Sunday, November 15, 2020
Algorithmic governance fiction
This is a question really. I have written some fiction on the theme of algorithmic governance (algorithmic governmentality, algocracy), like:
- 'Froggy Goes Piggy' in The Long + Short
- 'Public Money and Democracy' (Comedy of the Commons) in Economic Science Fictions
- 'The Internet of Things Your Mother Never Told You' in Twelve Tomorrows
These are stories that are trying to explore the friction you experience living in automated processes that have a particular model of who and what you are, and creates affordances and nudged based on that model. I'm sure there are lots of works like this out there and I'd like to make a list.

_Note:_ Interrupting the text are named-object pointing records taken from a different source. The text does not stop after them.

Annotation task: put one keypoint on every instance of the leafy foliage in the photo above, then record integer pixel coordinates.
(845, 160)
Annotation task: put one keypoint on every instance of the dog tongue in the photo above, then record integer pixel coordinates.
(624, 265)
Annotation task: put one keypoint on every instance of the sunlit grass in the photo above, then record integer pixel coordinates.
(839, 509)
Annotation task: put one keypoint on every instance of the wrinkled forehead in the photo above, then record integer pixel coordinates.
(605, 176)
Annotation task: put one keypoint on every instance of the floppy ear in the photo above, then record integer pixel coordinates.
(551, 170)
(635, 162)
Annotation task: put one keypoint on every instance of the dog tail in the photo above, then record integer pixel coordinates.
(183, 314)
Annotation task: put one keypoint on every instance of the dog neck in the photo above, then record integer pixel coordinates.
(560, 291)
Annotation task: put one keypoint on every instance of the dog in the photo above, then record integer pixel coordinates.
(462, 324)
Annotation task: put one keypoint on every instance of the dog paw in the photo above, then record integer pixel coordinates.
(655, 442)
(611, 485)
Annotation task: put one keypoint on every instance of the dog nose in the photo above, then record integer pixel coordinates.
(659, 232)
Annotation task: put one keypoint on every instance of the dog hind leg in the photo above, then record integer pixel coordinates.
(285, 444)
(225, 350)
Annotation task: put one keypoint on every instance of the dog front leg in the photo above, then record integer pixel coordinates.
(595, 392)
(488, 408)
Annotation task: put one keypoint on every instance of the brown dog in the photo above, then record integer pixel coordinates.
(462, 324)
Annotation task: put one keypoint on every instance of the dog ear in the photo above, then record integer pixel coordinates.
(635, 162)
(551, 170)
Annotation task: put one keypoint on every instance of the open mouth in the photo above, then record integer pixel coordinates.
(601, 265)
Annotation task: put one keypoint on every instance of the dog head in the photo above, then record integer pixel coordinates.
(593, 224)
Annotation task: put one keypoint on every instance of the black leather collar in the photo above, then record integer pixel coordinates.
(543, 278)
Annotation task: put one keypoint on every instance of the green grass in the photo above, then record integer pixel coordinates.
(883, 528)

Suggestions welcome, and/or I'll expand this when I think of more.
For example:
- The novel If/Then by Matthew De Abaiuta (and here's a paper I co-wrote about that)
- Cory Doctorow's 'Petard'
- Robert Kiely and Sean O'Brien's essay 'Science Friction' has some useful context and maybe some leads
- Sarah Gailey's 'Stet,' about self-driving cars
- Surian Soosay's 'Portrait of an Amazonian,' maybe?
- Kate Crawford, 'Can an Algorithm be Agnostic?': an article deploying vignettes
- Ferrett Steinmetz's article '8 Science Fiction Books That Get Programming Right' doesn't focus on algorithmic governance per se but is adjacent and interesting
- Daniel Suarez' Daemon and Freedom (tm)
- 'Life's a Game' by Charles Stross (gamification theme) in Twelve Tomorrows
- Tim Maughan's Infinite Detail (surveillance theme)
- An older work, perhaps Kurt Vonnegut's Player Piano (automation, psychometrics)
There is also another SFF trope that is adjacent to this, which you might call AI takeover, which is much more to do with automated processes behaving in unexpectedly anthropological ways. There are obviously overlaps, but I think mostly I'm interested in something else here. As Janelle Shane of AI Weirdness puts it (I'm paraphrasing), the risk is not that AI won't do what we ask, but that it will do exactly what we ask. I think what I'm looking for is Algorithmic Governance Weirdness, a subset of AI weirdness.